Economy May 22, 2026 09:29 AM

Mexico GDP Contracts 0.6% in Q1 as Manufacturing, Agriculture and Services Weaken

Final figures show a milder decline than earlier estimates but raise concerns about a potential technical recession

By Caleb Monroe

Mexico’s economy shrank 0.6% in the first quarter versus the previous three months, according to final data from the national statistics institute. The outcome was less severe than an earlier preliminary reading and economist median forecasts. Year-on-year GDP rose 0.2%, but activity was pulled down by declines in agriculture, manufacturing and services. The drop is the sharpest since late 2024 and has revived worries that Mexico could see two straight quarters of contraction. Earlier this month, Banxico cut its key interest rate by 25 basis points to 6.50% and said it had ended a two-year easing cycle.

Mexico GDP Contracts 0.6% in Q1 as Manufacturing, Agriculture and Services Weaken

Key Points

  • Q1 GDP contracted 0.6% quarter-on-quarter, according to final data from the national statistics institute.
  • The final reading improved on the preliminary -0.8% and beat the -0.8% median forecast of analysts surveyed by Bloomberg.
  • Activity was held back by weakness in agriculture, manufacturing and services, and annual GDP grew 0.2%.
  • Banxico lowered its key rate by 25 basis points to 6.50% earlier in the month and stated it had completed a two-year easing cycle.

Summary

Mexico’s economy contracted 0.6% in the first quarter compared with the previous three months, final figures released Friday by the national statistics institute show. The closing number improved on a preliminary -0.8% reading issued last month and was better than the -0.8% median estimate from analysts surveyed by Bloomberg.

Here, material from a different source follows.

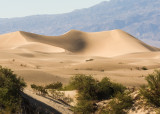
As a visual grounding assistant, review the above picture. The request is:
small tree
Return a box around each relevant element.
[140,70,160,107]
[0,66,26,113]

Quarterly and annual readings

Measured on a year-ago basis, gross domestic product expanded 0.2%. Despite that modest annual gain, quarterly momentum was negative as activity across several key sectors eased during January-to-March.

Sector contributions

The data indicate that agriculture, manufacturing and services all weighed on output in the quarter. Those sectoral weaknesses combined to produce the overall contraction reported for Q1.

Historical context within the available data

The first-quarter decline represents the steepest quarterly drop recorded since the final quarter of 2024. That deterioration in sequential growth has heightened concern among observers that Mexico faces the risk of a technical recession - defined as two consecutive quarters of falling GDP - if weakness persists into the second quarter.

Monetary policy update

Earlier in the month, Banxico trimmed its policy rate by 25 basis points to 6.50%. The central bank said it had concluded a two-year easing cycle, signaling an end to the rate cuts that preceded the latest move.


Implications

The figures underline near-term fragility in Mexico’s growth profile. Weaker manufacturing and services are notable for their potential to affect employment, tradeable output and consumer-facing industries, while agricultural softness can influence rural incomes and related supply chains.

Data limitations

The release contains the final quarterly estimate and aligns with the scope of the national statistics institute’s reporting. Where the underlying sectoral data are limited in granularity within this release, the headline and the sectors named above reflect the institute’s summary of contributing factors.

Risks

  • Risk of a technical recession if GDP contracts again in the second quarter - this would directly impact manufacturing, services and broader market sentiment.
  • Persistent weakness in manufacturing and services could pressure employment and corporate revenues in tradeable and consumer-facing sectors.
  • Agricultural underperformance may strain rural incomes and supply chains, with knock-on effects for related industries.